All the music sounded similar, but it was still very lovely. It really expressed the serious tone of the novel.

Overall: 3.75/5
Left to Right Background: Anne Elliot, Elizabeth Elliot, and
Mary Musgrove. In front: Sir Walter Elliot
Overall, I liked this version of Persuasion. It might not be exact to the book (especially at the end), but I still think that it was still a great film. Sally Hawkins was wonderful as Anne and Rupert Penry-Jones's Captain Wentworth was good. The costuming is very beautiful and a pleasure to look at. The scenery could sometimes be a little bleak, but most scenes are very nice and pretty. I enjoyed this film and wouldn't be sorry to watch it again.

Persuasion is available on DVD either with Sense and Sensibility (2008) in a special collection or on it's own. It runs for 120 minutes.


  1. The pictures aren't showing up for me (not your fault) but is this the one with the roses on the front? Or wait...the one with the pink/cream colored cover, a couple of ladies...I'll bet that's it. :) Because I think the roses one is older.

    ANYWAY, enjoyed the review! :)

  2. I just finished reading Persuasion for the first time a few weeks ago. This version looks like a good adaptation of it, even if it has some altered parts.

  3. Charity,
    I think the 1995 version had the roses on the front. This one has the purplish/creamish colors on the front. I'm glad you enjoyed the review!

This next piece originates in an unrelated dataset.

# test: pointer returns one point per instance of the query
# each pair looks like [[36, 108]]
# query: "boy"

    I just finished it too (maybe a month ago?). I think I liked this version better than the 1995 one (though I've only seen the 1995 one once and probably should see it again); I think the 1995 version was probably closer to the book, but I still like this version.

  4. Persuasion is my second favorite of Jane Austen's novels, I love the sweet story so much! It really is such a thoughtful mature romance that to me shows how much Jane Austen matured and grew as a writer. This being said, I dislike this adaptation because to me it takes the down to earth thoughtful story and makes it purely emotional and highly romanticized. Anne and Frederick are made into star crossed lovers and it really doesn't explain who they are and why they are so suited for each other. Some of the actors were cast okay but mostly I think they were totally off. And the scene with Anne running is just awful, so unladylike!
    It's not a bad film but as adaptations goes it's totally off. I was quite disappointed when I first watched this film.
    You did a good job on this review. You should watch Persuasion 1995 again, it is so totally in keeping with the time period and the book. It's one of my all-time favorite films!

    ~Miss Laurie
    Old-Fashioned Charm

  5. I'm glad you liked it better on the second viewing! I think it's pretty good (mostly because of Penry-Jones ...), but I do agree that ASH is super creepy. That's how he's usually cast in things, so I was surprised that they put him in this one.

    If what you're thinking of re: Mrs. Clay is what I'm thinking of (SPOILER Mr. Elliot making her his mistress to keep her away from Sir Walter END SPOILER), it was in the book, but it was a quick mention and I don't think I noticed it the first time I read it.

  6. Mimic of Modes,
    *SPOILER* I thought that Mr. Elliot and Mrs. Clay eloped. *END OF SPOILER*

  7. Miss Bennet - You are right, about Mrs. Clay (in the book).

    I enjoyed this version - I am always arguing with myself between this and the 1995 version! I like both in different ways - I prefer Anne in 1995, and Capt. Wentworth in 2007. (Although I did like Sally H.'s acting, her hair was rather annoying...)
    All in all, I think I enjoy this one better. And I did like how a lot of Anne's journal entries came from the novel...just made first person. :)

    I'll be doing a post about the Persuasion movies in a couple weeks. Then you can read all my opinions, if you care too! hehe


  8. I mean, I think I enjoy this one more. (The word 'better' doesn't really go there. I hate it when I'm typing something and then I change the wording in my head and it gets all mixed up!)


  9. Anne's spencer in the last picture is, I'm pretty sure, the same as Kitty's lavender spencer in Pride and Prejudice 1995.

  10. Miss Dashwood,
    It looks like it is the same spencer. In my Pride and Prejudice Wardrobe series, I examined Kitty's spencer ( It must be the same one.